Although the VOR is a relatively simple neural system, it has many advantages: 1) The input head movements and output eye movements of the VOR can be well characterized and described psychophysicallyl; 2) The function of the VOR is understood -- to stabilize images on the retina; 3) The relative ease of access of the nuclei involved in the VOR for electrode recordings, and ease of identification. 4) Adaptation of the VOR is a good example of motor learning in the central nervous system.
5) The VOR exhibits complex sensorimotor integration. For these reasons, the VOR is an ideal candidate for a behavior that can be understood on a wide range of levels from the molecular to the systems levels.

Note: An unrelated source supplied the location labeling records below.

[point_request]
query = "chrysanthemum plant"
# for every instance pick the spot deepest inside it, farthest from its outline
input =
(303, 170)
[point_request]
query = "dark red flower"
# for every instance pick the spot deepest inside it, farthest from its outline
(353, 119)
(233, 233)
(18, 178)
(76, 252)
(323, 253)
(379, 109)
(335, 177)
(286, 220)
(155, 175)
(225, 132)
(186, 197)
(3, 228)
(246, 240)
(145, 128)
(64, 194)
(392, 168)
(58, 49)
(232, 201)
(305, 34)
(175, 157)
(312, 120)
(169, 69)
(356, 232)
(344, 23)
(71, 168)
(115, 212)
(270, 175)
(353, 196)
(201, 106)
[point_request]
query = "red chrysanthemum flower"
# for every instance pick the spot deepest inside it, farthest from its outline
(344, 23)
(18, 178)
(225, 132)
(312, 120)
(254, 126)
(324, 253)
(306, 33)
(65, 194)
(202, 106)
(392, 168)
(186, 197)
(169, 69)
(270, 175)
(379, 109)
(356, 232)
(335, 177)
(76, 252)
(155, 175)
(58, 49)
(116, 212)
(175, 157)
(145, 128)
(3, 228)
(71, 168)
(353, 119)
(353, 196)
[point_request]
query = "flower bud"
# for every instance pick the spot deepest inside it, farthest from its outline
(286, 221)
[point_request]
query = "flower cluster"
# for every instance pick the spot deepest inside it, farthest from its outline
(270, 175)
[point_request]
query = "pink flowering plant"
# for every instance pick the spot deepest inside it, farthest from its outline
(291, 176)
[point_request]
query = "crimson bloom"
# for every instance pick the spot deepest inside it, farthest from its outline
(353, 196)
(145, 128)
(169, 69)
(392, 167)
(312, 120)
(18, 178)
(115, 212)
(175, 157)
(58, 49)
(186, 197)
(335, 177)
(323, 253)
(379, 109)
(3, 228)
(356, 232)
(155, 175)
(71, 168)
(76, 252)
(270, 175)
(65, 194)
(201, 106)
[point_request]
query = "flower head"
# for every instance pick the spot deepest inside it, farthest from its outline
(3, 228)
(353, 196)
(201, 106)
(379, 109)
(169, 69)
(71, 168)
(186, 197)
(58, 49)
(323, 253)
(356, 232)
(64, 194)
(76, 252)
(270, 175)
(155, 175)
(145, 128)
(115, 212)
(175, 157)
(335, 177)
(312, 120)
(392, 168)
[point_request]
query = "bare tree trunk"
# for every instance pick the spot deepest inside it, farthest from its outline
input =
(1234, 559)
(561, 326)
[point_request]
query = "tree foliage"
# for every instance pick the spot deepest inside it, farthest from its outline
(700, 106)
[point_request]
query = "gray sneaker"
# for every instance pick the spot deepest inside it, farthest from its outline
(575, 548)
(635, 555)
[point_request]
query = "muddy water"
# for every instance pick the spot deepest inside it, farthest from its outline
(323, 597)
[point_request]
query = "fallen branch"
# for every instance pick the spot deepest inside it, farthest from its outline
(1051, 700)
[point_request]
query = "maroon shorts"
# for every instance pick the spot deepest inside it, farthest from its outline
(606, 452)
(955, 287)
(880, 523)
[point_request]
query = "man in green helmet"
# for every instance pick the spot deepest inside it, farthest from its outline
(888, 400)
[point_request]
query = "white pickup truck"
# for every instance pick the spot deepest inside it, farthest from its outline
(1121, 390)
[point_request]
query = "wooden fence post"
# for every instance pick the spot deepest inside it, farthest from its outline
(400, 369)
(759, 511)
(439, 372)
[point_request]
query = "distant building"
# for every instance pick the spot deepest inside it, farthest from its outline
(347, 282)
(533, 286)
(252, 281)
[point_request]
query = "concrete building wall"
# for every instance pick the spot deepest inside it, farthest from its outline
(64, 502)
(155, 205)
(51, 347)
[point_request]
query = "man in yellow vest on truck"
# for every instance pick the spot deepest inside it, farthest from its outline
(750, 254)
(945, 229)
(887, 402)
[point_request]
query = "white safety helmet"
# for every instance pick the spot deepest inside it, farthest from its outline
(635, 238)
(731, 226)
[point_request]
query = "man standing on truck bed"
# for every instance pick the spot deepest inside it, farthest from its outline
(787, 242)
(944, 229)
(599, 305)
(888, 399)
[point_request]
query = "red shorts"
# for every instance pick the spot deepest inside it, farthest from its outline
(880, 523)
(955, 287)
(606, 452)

Many interesting questions can be addressed in studying the VOR. How do neurons encode information ? How do neurons combine their information ? What computations are performed by neurons ? In what coordinate system is the information represented ? How is plasticity mediated in the nervous system ? How are time delays and delayed feedback dealt with in the nervous system ? Can neural signals be temporally integrated in the nervous system and how ? Can predictive signals be constructed in the nervous system ? This dissertation addresses many of these questions.
The general goal of the dissertation is to lay down foundations upon which it is possible to interpret the encoding and firing of neurons in the VOR pathways, specifically in the cerebellum and the vestibular nucleus. In four chapters, theoretical models are developed from which simulated neural responses are obtained and compared to physiological and psychophysical data. In particular, computational models of the VOR suggest how sensorimotor signals are integrated in the central nervous system. Other chapters focus on the special role of the cerebellum in the computation of the VOR and in its adaptation.
Chapter 2 introduces the Adaptive VOR Gain Model. This model describes the VOR plasticity in the cerebellum and vestibular nucleus within a simplified VOR model. Chapters 3, 5 and 6 present a series of models which describe the VOR with increasing precision and details; they are, respectively, the Global VOR Model, the Simplified Motor Coordinate VOR Model and the Full Motor Coordinate VOR Model. These three chapters are based on a common model, the Kinematic VOR Model which describes the geometrically relationship between the head velocity and head acceleration inputs and the eye velocity and eye acceleration outputs. The Global VOR Model in chapter 3 proposes a mapping from the velocity equation of the Kinematic VOR Model to known VOR anatomy to suggest computations and cell responses at different nuclei in the VOR pathway. Chapter 4 introduces the Predictive Cerebellar Model which uses the Global VOR Model of chapter 3 to describe the predictive modulation of the VOR gain with vergence as reported by Snyder and King (Snyder92a). The Simplified Motor Coordinate VOR Model of chapter 5 uses the velocity and acceleration equations of the Kinematic VOR Model to construct two models with only a few parameters to replicate, with increasing precision, the psychophysical data on the VOR as recorded by Snyder and King (1992). The Full Motor Coordinate Model of chapter 6 implements the model of chapter 5 in the full coordinate systems of the vestibular canals and extraocular muscles, demonstrates the complexity of VOR calculations, and gives examples of neural responses expected from the model.